Purpose of review
The importance and functional contribution of eosinophils to the pathogenesis of severe asthma was questioned when adult studies reported neutrophilic inflammation and Th17 cells were central to disease.
Eosinophilic inflammation, atopic sensitization and airway remodelling are the hallmark features of severe asthma in children. Contrary to adult reports, neutrophils, Th17 and Th2 cytokines are rarely detected in children with severe disease who are prescribed high-dose steroids. Type 2 innate lymphoid cells (ILCs), which are induced by the epithelial cytokine interleukin (IL)-33, and also release the Th2 cytokines IL-5 and IL-13, have been shown to be important in mediating asthma, and specifically, ILCs have a role in mediating eosinophil homeostasis.
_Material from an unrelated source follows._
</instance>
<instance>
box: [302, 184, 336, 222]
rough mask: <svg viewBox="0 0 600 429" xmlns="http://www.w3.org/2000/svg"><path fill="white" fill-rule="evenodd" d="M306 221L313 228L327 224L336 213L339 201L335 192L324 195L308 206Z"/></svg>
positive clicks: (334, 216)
A direct link between IL-33, airway remodelling and steroid resistance in paediatric severe asthma suggests the steroid-resistant eosinophilia may be mediated by ILCs rather than classical Th2 lymphocytes.
Data from children with severe asthma have shown that findings from adults cannot be translated to children, and that steroid-resistant eosinophilic inflammation appears central to the pathogenesis of paediatric disease. Age-appropriate experimental models and use of airway samples from children are critical to understanding the underlying mechanisms and identifying novel therapeutic targets.